Align took their case to the US International Trade Commission (ITC), a bipartisan, federal agency in charge of policing and protecting US businesses from unfair trade practices, and that includes patent and copyright infringement. Align says that by transmitting the custom digital models of a patient’s teeth electronically ClearCorrect is essentially importing them, which is against by the law pertaining to unfair import and trade practices. In 2014 the ITC agreed with Align and said that transmitting 3D models digitally could be considered illegal importing of patented material.
ClearCorrect quickly appealed the ITC ruling directly to the Federal Circuit for the US Court of Appeals, saying that a 3D model is not a manufactured article and not subject to import laws. They are also claiming that several of the patents held by Align are invalid and that they have double patented several processes. A double patent is when a company makes slight and obvious changes to a product or process in order to prolong the patent’s term.
If the Federal Court upholds the ruling in favor of Align, then that means that companies that 3D print parts from an unlicensed third party 3D model could be considered to be violating patents. So if someone were to download a 3D model of a specific object, like say a replacement part for an appliance, and print it, they would be just as culpable of violating a copyright as the person who created the 3D model. Alternately, many businesses that manufacture parts and simple components are concerned about the ability of people to 3D scan their designs, turn them into 3D models, and simply replace them as needed. What would have traditionally been a customer will now no longer need to pay for the replacement parts as they essentially become a competitor.
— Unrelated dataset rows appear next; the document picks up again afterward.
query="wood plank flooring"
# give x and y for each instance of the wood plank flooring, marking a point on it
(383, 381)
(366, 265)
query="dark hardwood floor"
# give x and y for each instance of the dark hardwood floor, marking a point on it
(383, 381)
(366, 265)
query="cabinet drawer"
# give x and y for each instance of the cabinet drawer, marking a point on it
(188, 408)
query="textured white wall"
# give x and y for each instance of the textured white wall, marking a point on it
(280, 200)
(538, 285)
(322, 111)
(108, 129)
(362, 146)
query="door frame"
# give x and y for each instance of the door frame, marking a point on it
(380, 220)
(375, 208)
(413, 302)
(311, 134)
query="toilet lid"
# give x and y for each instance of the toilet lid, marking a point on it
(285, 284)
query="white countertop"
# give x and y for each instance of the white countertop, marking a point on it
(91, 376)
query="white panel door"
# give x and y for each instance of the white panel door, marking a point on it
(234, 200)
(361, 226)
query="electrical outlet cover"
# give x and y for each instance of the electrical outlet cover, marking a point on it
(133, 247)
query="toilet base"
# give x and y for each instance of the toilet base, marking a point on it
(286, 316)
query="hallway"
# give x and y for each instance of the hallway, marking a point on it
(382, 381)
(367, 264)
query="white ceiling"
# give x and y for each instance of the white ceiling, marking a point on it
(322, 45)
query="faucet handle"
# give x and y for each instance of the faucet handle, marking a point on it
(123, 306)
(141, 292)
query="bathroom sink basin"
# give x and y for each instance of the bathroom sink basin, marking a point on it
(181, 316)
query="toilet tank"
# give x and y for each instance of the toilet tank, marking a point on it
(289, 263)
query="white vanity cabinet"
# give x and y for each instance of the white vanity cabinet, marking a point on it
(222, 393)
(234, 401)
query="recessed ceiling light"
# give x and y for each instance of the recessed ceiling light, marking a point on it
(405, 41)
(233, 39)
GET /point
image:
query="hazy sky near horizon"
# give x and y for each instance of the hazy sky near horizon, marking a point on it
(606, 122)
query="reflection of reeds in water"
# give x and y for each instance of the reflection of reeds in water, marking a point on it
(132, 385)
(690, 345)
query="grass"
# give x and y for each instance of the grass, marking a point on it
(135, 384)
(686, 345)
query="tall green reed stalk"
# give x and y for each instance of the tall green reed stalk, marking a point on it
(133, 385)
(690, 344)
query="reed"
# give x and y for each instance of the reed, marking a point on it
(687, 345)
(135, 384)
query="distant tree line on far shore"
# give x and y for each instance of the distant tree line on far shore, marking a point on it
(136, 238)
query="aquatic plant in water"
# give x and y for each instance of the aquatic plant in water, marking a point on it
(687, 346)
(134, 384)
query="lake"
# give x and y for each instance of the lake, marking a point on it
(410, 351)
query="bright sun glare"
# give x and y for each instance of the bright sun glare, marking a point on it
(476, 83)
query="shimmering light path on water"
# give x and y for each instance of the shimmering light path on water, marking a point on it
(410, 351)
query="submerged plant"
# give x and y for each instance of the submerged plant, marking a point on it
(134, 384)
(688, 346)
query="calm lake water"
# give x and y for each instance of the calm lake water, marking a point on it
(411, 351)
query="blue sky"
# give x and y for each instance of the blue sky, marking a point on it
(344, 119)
Technically this company would be able to sue the person 3D printing their own replacements because they would be violating their patents.
“Our guess, and it is only a guess, is that the Federal Circuit will not want to open the floodgates and allow digital models to be patented. It seems more likely that the court will rule that digital models are intangible objects, and that even if they are ‘articles’ for an ITC case, they are not ‘articles of manufacture’ under U.S. patent law. This may seem like legal mumbo jumbo, but, on such distinctions, important issues can turn. If the court so rules, the battle probably will not end there. As 3D printing from 3D scans becomes more common, parts companies will probably lobby Congress to beef up protection for digital models,” explained IP lawyer and 3D printing expert John Hornick & Carlos Rosario in their article about the case on 3D Printing Progress.
The Federal Circuit’s decision, regardless of the outcome, will have a profound effect on the 3D printing industry, and possibly even the future of patent law itself. If they rule in favor of Align, then we’ll see if the business industry learned any lessons from the music industry and the RIAA’s response to illegally downloaded music. It’s just my opinion, but I’m highly skeptical that they did. If the Court rules against Align, and says that 3D models are not considered “articles of manufacture” by current patent laws then that will just start a new battle, likely to be fought in Congress. You know, that place that is traditionally unfriendly to the needs and wants of big business.